La combinaison de ces différents facteurs a généré une tradition d’excellence et une reconnaissance de la qualité de l’enseignement artistique en Belgique. Le fait que Bruxelles soit la capitale de l’Europe renforce encore l’attractivité et la notoriété de nos écoles. Plusieurs écoles d’art bruxelloises telles que La Cambre, le Conservatoire de Bruxelles, Sint-Lucas, Saint-Luc pour la bande dessinée, etc. ont ainsi acquis une renommée internationale. Elles attirent d’ailleurs de nombreux étudiants étrangers. 

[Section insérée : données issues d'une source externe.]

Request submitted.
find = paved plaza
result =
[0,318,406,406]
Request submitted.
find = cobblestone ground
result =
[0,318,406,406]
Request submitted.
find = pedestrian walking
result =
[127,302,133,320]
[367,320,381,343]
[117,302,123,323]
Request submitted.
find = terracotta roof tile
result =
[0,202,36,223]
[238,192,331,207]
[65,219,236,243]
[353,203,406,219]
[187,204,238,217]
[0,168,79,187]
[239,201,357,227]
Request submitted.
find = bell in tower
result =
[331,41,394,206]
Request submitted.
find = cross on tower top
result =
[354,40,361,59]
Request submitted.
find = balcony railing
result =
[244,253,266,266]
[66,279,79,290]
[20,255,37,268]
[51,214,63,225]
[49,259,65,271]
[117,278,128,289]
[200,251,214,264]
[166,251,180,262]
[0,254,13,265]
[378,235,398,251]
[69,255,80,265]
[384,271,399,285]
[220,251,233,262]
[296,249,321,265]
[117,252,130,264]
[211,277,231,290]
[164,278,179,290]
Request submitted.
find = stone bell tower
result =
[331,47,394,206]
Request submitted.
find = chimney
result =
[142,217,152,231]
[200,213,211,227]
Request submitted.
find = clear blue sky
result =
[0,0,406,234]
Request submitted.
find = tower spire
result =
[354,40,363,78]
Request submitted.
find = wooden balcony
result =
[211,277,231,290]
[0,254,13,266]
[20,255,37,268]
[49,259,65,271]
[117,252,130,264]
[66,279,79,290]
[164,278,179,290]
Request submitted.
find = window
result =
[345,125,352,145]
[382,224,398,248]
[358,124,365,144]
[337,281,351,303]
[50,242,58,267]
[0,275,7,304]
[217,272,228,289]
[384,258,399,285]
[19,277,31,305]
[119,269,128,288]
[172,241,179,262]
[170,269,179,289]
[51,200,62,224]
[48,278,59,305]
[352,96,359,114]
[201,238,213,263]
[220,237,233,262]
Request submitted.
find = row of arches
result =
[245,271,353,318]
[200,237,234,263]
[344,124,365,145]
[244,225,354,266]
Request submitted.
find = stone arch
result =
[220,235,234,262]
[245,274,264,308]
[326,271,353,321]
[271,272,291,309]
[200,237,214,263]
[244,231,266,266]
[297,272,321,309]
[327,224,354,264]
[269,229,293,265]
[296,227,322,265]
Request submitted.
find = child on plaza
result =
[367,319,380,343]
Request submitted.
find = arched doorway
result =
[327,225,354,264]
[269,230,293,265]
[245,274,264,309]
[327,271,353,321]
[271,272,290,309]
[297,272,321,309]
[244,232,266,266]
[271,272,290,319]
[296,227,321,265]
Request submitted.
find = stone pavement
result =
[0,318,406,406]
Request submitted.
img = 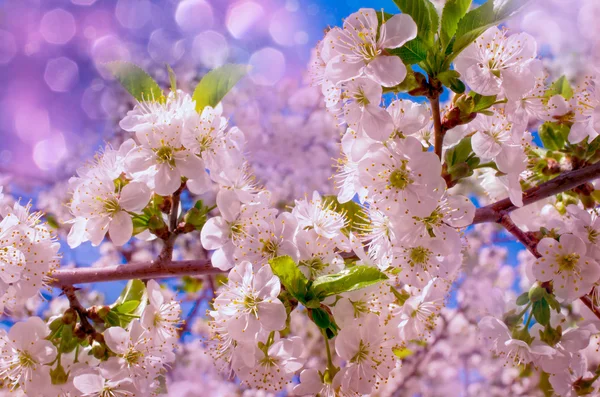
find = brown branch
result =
[579,295,600,318]
[497,209,600,319]
[62,285,96,335]
[498,214,541,258]
[49,260,223,287]
[179,275,215,336]
[429,95,444,159]
[473,162,600,225]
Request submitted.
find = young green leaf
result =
[111,280,146,307]
[323,196,367,231]
[469,91,496,112]
[448,0,530,62]
[546,76,573,100]
[538,121,570,150]
[531,299,550,325]
[440,0,471,48]
[192,64,248,113]
[106,61,165,102]
[517,292,529,306]
[115,300,140,314]
[310,266,388,300]
[269,255,308,303]
[394,0,439,48]
[389,37,428,65]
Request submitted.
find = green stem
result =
[321,329,338,382]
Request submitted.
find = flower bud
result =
[183,207,206,229]
[50,364,69,385]
[529,285,546,303]
[92,342,106,360]
[62,307,77,324]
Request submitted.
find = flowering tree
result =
[0,0,600,397]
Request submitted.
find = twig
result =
[473,162,600,225]
[49,260,223,287]
[62,286,96,335]
[429,95,444,159]
[490,210,600,319]
[179,275,215,335]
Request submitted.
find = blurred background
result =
[0,0,600,186]
[0,0,404,185]
[0,0,600,294]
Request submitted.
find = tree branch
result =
[49,260,223,287]
[497,209,600,319]
[473,162,600,225]
[62,285,96,335]
[429,95,444,159]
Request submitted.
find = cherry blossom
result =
[322,8,417,87]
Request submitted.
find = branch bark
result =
[429,95,444,159]
[49,260,223,287]
[473,162,600,225]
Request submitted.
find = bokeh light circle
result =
[226,1,265,39]
[115,0,151,29]
[148,29,185,65]
[175,0,214,32]
[33,133,67,171]
[44,57,79,92]
[40,8,76,44]
[249,47,285,86]
[192,30,229,68]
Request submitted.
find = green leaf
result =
[167,64,177,92]
[437,70,466,94]
[311,308,331,329]
[115,300,140,314]
[389,37,428,65]
[531,299,550,325]
[538,121,570,150]
[111,280,147,308]
[546,76,573,100]
[394,0,439,48]
[469,91,496,112]
[311,266,388,300]
[323,196,367,231]
[192,64,248,113]
[104,310,121,327]
[110,280,148,327]
[392,347,415,360]
[446,137,473,167]
[440,0,471,48]
[449,0,530,60]
[517,292,529,306]
[106,61,165,102]
[269,255,308,303]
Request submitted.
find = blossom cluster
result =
[5,0,600,397]
[0,280,181,397]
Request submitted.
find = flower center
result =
[244,295,260,318]
[155,146,175,167]
[585,226,600,244]
[19,350,38,368]
[261,240,279,257]
[409,247,431,266]
[300,258,327,278]
[196,129,215,152]
[354,87,371,107]
[123,349,144,367]
[350,339,369,364]
[104,197,121,215]
[556,254,580,272]
[389,160,414,190]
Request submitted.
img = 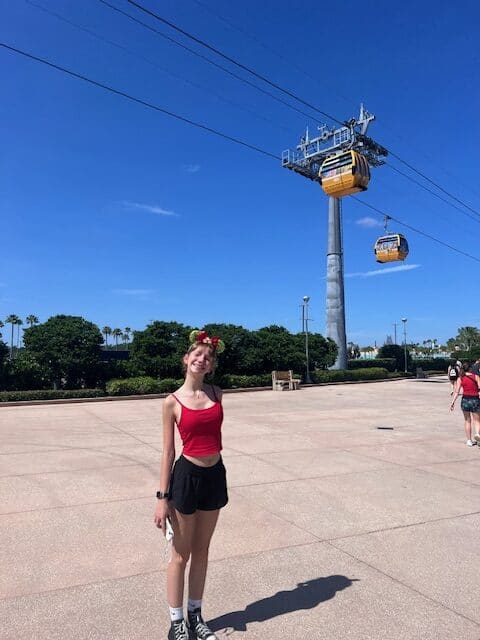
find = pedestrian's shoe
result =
[168,618,190,640]
[188,609,218,640]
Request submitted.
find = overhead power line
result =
[350,196,480,262]
[0,42,480,262]
[0,42,280,160]
[127,0,480,217]
[25,0,296,131]
[128,0,344,125]
[98,0,312,118]
[385,161,480,224]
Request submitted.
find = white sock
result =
[188,598,202,611]
[168,607,183,622]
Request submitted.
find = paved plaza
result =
[0,378,480,640]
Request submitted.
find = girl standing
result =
[154,331,228,640]
[450,362,480,447]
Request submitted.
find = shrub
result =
[412,358,451,373]
[215,373,272,389]
[0,389,105,402]
[447,347,480,366]
[105,376,163,396]
[311,367,390,383]
[348,358,396,371]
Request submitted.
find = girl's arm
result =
[154,396,175,535]
[450,378,462,411]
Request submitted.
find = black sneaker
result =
[168,618,190,640]
[188,609,218,640]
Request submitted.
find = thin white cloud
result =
[345,264,421,278]
[113,289,153,296]
[183,164,200,173]
[122,201,178,216]
[355,216,383,229]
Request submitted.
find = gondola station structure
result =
[282,104,408,369]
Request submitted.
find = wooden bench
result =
[272,369,300,391]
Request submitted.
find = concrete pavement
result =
[0,378,480,640]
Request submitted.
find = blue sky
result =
[0,0,480,345]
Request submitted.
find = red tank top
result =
[461,374,478,398]
[172,393,223,457]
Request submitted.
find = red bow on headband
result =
[195,331,219,349]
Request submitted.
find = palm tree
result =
[25,315,40,327]
[17,318,23,349]
[123,327,132,349]
[5,313,20,360]
[112,328,122,350]
[102,327,112,348]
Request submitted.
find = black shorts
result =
[170,456,228,515]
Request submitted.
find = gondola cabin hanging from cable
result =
[319,150,370,198]
[375,216,408,263]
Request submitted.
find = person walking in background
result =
[447,360,462,395]
[154,331,228,640]
[450,362,480,447]
[470,358,480,376]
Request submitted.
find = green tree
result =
[25,315,40,327]
[102,327,112,349]
[0,340,9,389]
[378,344,412,371]
[8,349,49,391]
[128,320,192,378]
[17,318,23,350]
[24,315,103,389]
[454,327,480,351]
[112,327,122,350]
[5,313,20,359]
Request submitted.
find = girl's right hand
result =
[153,499,170,535]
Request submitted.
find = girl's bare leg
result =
[472,413,480,435]
[167,509,196,607]
[463,411,474,440]
[188,509,219,600]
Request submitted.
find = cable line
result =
[126,0,480,216]
[128,0,345,126]
[193,0,358,108]
[98,0,312,119]
[350,196,480,262]
[390,151,480,217]
[25,0,291,132]
[0,42,480,262]
[385,161,480,224]
[0,42,281,160]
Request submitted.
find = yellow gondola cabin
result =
[375,233,408,262]
[319,151,370,198]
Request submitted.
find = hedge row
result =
[105,376,183,396]
[0,366,403,402]
[215,373,272,389]
[311,367,394,383]
[0,389,105,402]
[348,358,451,372]
[347,358,396,371]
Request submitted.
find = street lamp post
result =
[302,296,312,384]
[402,318,407,373]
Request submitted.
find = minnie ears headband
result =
[189,329,225,353]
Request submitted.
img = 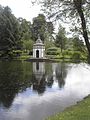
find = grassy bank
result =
[47,96,90,120]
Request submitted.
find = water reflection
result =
[0,62,31,108]
[0,61,90,120]
[0,62,66,108]
[32,62,67,94]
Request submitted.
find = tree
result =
[32,14,54,41]
[0,6,20,54]
[55,26,67,53]
[32,0,90,56]
[18,18,32,40]
[32,14,46,41]
[72,36,85,52]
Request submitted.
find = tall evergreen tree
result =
[0,6,20,54]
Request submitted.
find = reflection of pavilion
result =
[33,62,46,94]
[33,36,45,59]
[33,62,45,81]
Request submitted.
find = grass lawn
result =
[47,96,90,120]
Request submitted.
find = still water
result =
[0,61,90,120]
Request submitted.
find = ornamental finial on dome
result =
[36,34,42,43]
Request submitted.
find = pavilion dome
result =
[34,36,44,45]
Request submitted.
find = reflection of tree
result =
[56,63,67,88]
[32,74,46,94]
[0,62,30,108]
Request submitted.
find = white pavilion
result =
[33,36,45,59]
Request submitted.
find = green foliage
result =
[55,25,67,52]
[0,6,21,55]
[23,40,33,51]
[32,14,54,41]
[72,37,85,52]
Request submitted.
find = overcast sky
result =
[0,0,41,21]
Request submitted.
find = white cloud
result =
[0,0,41,21]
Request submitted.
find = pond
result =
[0,61,90,120]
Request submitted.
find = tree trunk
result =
[74,0,90,56]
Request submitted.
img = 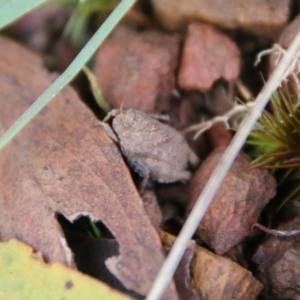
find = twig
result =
[146,32,300,300]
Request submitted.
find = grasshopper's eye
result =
[123,111,135,128]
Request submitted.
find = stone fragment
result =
[160,231,262,300]
[188,147,276,254]
[178,23,241,91]
[152,0,291,40]
[253,216,300,299]
[278,15,300,49]
[94,27,179,113]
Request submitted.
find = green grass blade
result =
[0,0,135,150]
[0,0,46,29]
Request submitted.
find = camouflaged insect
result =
[102,108,199,183]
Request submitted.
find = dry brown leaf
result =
[191,246,262,300]
[0,37,176,299]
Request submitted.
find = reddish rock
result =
[253,216,300,299]
[178,23,241,91]
[207,122,232,149]
[152,0,291,39]
[94,31,179,113]
[188,147,276,254]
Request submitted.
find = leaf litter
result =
[0,37,177,299]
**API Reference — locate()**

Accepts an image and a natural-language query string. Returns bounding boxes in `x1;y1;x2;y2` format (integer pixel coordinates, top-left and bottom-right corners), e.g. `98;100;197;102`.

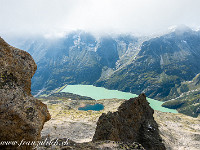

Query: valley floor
42;99;200;150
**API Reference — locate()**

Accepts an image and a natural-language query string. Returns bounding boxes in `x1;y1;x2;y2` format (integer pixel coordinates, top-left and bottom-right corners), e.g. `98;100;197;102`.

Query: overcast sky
0;0;200;36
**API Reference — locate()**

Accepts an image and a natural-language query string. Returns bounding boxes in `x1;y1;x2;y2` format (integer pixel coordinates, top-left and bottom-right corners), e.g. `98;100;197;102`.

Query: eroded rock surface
93;94;165;150
0;37;50;149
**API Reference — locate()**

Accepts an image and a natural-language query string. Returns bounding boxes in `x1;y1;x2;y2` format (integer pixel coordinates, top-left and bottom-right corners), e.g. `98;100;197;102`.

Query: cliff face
93;94;165;150
0;38;50;149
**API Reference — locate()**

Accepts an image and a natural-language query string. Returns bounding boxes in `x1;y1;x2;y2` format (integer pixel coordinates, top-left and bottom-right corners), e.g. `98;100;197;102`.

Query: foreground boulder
0;37;50;149
93;94;165;150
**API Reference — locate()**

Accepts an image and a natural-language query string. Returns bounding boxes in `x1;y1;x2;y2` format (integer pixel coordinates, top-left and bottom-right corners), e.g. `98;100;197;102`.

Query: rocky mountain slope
7;27;200;117
39;95;200;150
10;31;137;94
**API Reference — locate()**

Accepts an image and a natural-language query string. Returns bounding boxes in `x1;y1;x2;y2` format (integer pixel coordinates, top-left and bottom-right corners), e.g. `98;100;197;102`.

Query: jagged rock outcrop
93;94;165;150
0;37;50;149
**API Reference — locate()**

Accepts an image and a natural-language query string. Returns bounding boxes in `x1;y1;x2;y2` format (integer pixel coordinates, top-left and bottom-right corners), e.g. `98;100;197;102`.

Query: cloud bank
0;0;200;36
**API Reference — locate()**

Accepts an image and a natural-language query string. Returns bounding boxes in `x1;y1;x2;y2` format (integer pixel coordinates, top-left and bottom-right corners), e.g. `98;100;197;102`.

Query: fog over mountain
0;0;200;38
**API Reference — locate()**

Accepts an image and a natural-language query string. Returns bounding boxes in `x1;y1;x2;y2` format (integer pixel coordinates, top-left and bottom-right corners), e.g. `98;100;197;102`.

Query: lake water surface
61;85;177;113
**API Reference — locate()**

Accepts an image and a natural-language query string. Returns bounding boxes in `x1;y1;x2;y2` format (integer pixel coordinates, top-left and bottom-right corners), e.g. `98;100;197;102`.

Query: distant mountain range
9;27;200;117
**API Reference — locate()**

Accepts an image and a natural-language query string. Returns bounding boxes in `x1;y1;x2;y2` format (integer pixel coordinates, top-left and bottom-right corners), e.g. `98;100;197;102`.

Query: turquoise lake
61;85;177;113
78;103;104;111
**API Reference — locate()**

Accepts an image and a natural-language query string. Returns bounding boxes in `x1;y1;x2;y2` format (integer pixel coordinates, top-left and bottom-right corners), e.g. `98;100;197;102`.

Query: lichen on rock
0;37;51;149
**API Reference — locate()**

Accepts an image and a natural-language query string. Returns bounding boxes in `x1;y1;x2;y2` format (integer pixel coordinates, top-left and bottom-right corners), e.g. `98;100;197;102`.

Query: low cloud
0;0;200;35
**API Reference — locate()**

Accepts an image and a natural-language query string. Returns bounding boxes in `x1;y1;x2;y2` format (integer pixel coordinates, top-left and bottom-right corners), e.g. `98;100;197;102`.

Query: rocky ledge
0;37;50;149
93;94;165;150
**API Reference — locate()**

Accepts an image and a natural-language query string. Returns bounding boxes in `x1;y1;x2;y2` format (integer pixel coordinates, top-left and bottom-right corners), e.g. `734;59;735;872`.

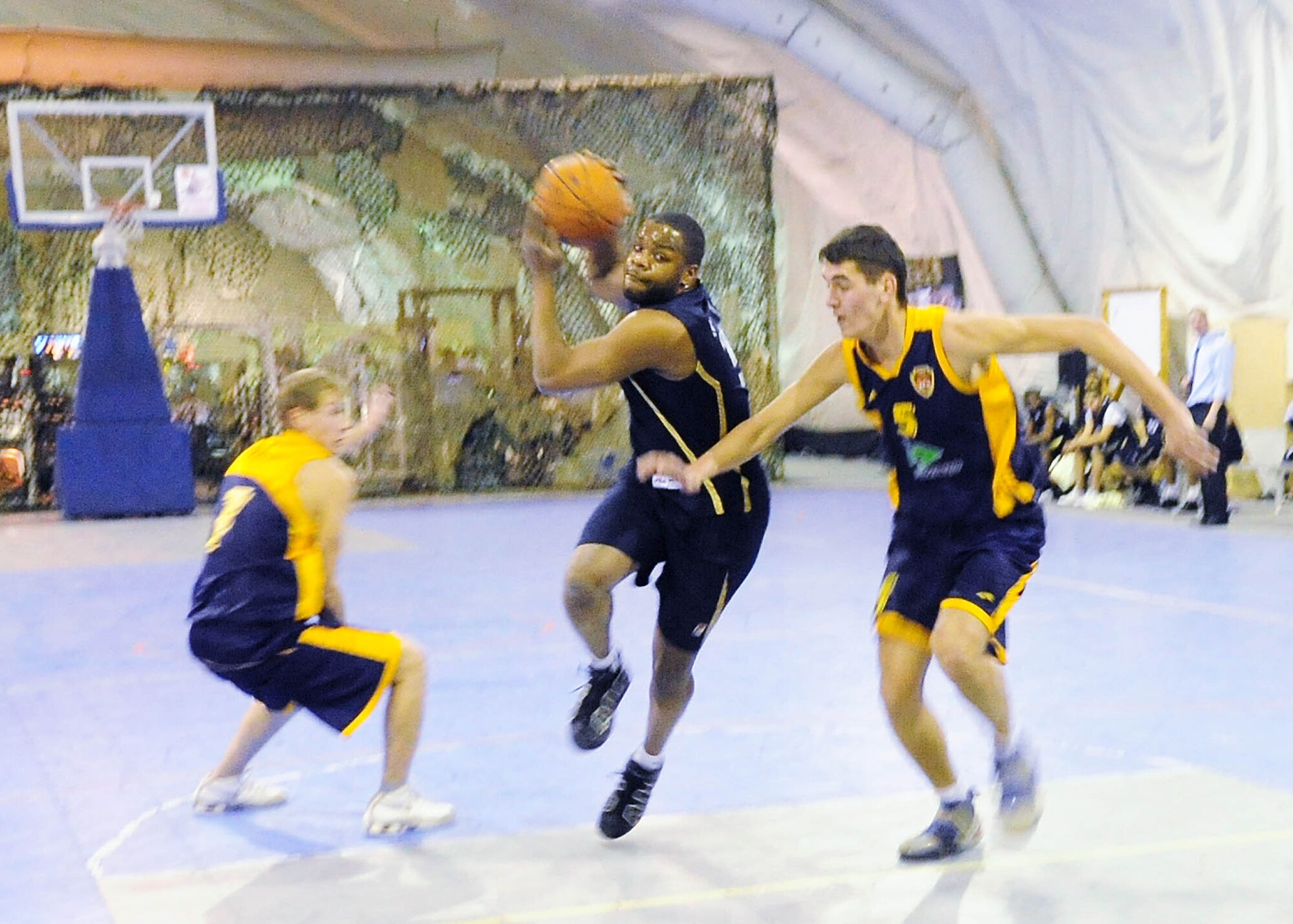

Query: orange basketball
0;446;27;492
534;151;632;244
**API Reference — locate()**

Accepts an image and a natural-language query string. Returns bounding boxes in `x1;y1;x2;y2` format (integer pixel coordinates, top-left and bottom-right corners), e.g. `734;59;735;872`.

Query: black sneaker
597;757;661;839
570;663;628;751
897;791;983;862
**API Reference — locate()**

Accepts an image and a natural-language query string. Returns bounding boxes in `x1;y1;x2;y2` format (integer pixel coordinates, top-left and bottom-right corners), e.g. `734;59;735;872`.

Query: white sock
994;729;1019;757
632;744;665;770
939;783;970;805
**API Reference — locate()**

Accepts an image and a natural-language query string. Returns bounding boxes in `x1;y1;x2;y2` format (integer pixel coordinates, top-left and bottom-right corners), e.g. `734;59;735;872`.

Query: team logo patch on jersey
912;365;934;397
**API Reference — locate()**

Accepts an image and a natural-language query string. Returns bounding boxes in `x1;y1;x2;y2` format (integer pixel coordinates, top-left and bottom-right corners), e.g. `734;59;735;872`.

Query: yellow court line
446;828;1293;924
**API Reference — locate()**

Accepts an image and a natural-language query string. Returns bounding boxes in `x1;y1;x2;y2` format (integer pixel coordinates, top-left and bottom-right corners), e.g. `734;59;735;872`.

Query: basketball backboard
6;100;225;230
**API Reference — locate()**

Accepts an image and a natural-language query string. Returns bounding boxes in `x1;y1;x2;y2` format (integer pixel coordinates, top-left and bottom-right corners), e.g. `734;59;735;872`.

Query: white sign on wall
1104;287;1168;381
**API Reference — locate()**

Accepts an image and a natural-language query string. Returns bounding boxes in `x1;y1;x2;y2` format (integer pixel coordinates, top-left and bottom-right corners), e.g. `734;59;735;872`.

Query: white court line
1032;572;1293;627
85;753;381;881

Toujours d’après l’Ares, un étudiant en arts sur trois serait d’origine étrangère. À Saint-Luc à Bruxelles, par exemple, 28 % des 723 étudiants sont français. Une proportion qui grimpe à 56 % dans certaines sections particulièrement prisées comme I’illustration ou la BD. « Ce qui est important à mentionner, c’est qu’un grand nombre de ces étudiants restent ensuite en Belgique. L’investissement de la fédération Wallonie-Bruxelles pour leur permettre de se former crée de l’activité en Belgique », assure Laurent Gross. 

Des loyers accessibles 

L’accessibilité des loyers est aussi un bel avantage pour attirer les artistes dans notre région. « À Bruxelles, il y a de plus en plus de galeries qui s’installent, parce qu’on a un niveau de loyers qui permet encore de prendre des risques, ce qui n’est pas le cas partout. On peut encore s’installer dans certains quartiers pour y ouvrir un atelier ou une boutique », explique Alexandra Lambert. Elle estime toutefois que des efforts pourraient encore être consentis. 

« Beaucoup de bâtiments sont inoccupés alors que, parallèlement, de nombreux artistes cherchent des lieux pour créer. Pourquoi ne pas les leur louer pour un montant symbolique ? Beaucoup d’artistes internationaux viennent à Bruxelles et en repartent en disant que c’est une ville fantastique où ils aimeraient beaucoup s’établir. Pour moi, il faut de plus en plus donner l’opportunité à ces gens-là de venir. » 

Ces loyers accessibles sont aussi importants pour permettre aux étudiants de s’installer en ville le temps de leur cursus, ce qui n’est pas le cas dans d’autres capitales européennes. 

L’art, un secteur qui pèse lourd 

Statut international de Bruxelles, ouverture et diversité culturelle, soutien public, accessibilité et qualité de l’enseignement, loyers abordables : la combinaison de tous ces facteurs fait de Bruxelles un terrain de jeu très attractif pour les artistes. 

Résultat : dans de nombreux métiers artistiques, la production belge s’intensifie de manière importante. Le secteur des industries créatives et culturelles pèse lourd, tant en termes d’activité économique que de financement. En 2015, il représentait déjà plus de 45.000 emplois en Région bruxelloise et générait un chiffre d’affaire de 12,9 milliards d’euros, soit 6,3% du chiffre d’affaire total de Bruxelles.